Overall spending on training rose 12 percent in 2012 and many organizations added training staff, according to Bersin by Deloitte. However, the firm's Corporate Learning Factbook 2013: Benchmarks, Trends, and Analysis of the U.S. Training Market reveals that a greater increase in learner populations outpaced this growth.
The subsequent decline in the training staff-to-learner ratio is a result of a new learning landscape. "This decline is fueled by a move to social learning as, more than ever, learners are receiving training and support from co-workers, managers, and subject matter experts inside the company," says Karen O'Leonard, lead analyst at Bersin by Deloitte.
In fact, social learning expenditures increased 39 percent last year. Learner use of blogs, wikis, and communities of practice—defined as a group of people who share an interest in a common topic, and who deepen their knowledge in this area through ongoing interactions within the group—tripled from 2007 to 2012. Blogs jumped from 6 percent to 22 percent use, wikis from 7 percent to 24 percent, and communities of practice from 11 percent to 33 percent.

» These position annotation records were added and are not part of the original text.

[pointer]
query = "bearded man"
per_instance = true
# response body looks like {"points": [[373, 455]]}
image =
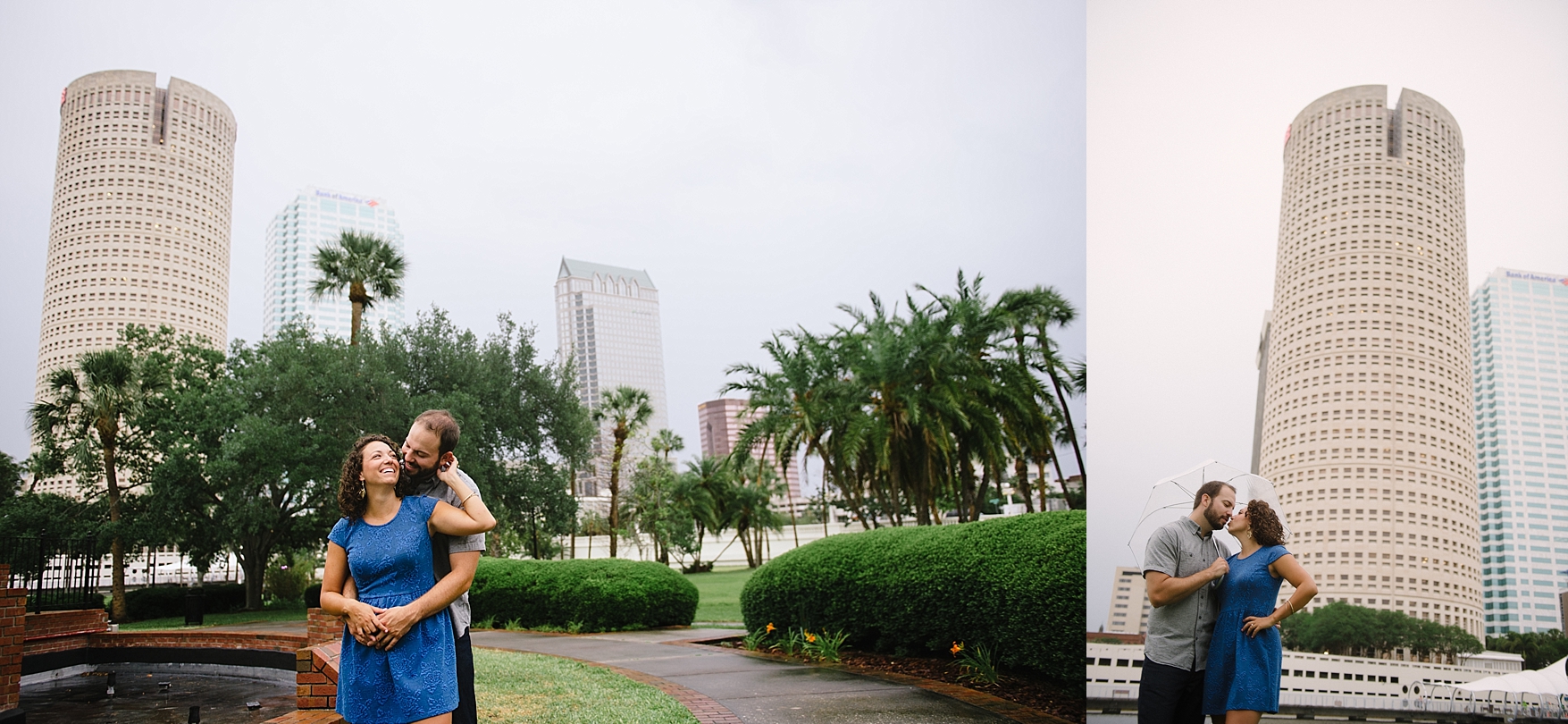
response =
{"points": [[425, 450], [1184, 590]]}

O'Leonard recommends that training and development (T&D) professionals work to integrate these social tools within a continuous learning environment to make them most effective. "It's not about committing to a stand-alone tool, but redesigning how learning and development teams structure their programs," she says. "For example, combine a formal course with a formal coaching program and a learner discussion forum or community of practice."
The report's findings have specific implications for the T&D industry and its individual contributors. O'Leonard suggests hiring or developing T&D staff to be proficient in performance consulting and social learning tools. These strengths will enable learning teams to accurately recommend training versus nontraining solutions and effectively connect learners within their natural networks.
Most important is that T&D managers must understand the overall shift that is occurring within the function. "Learning and development is no longer 'the place' for learning," O'Leonard adds. "Learning happens everywhere. The function should be the facilitator and enabler of learning, and managers need to create the structure that allows this shift to occur."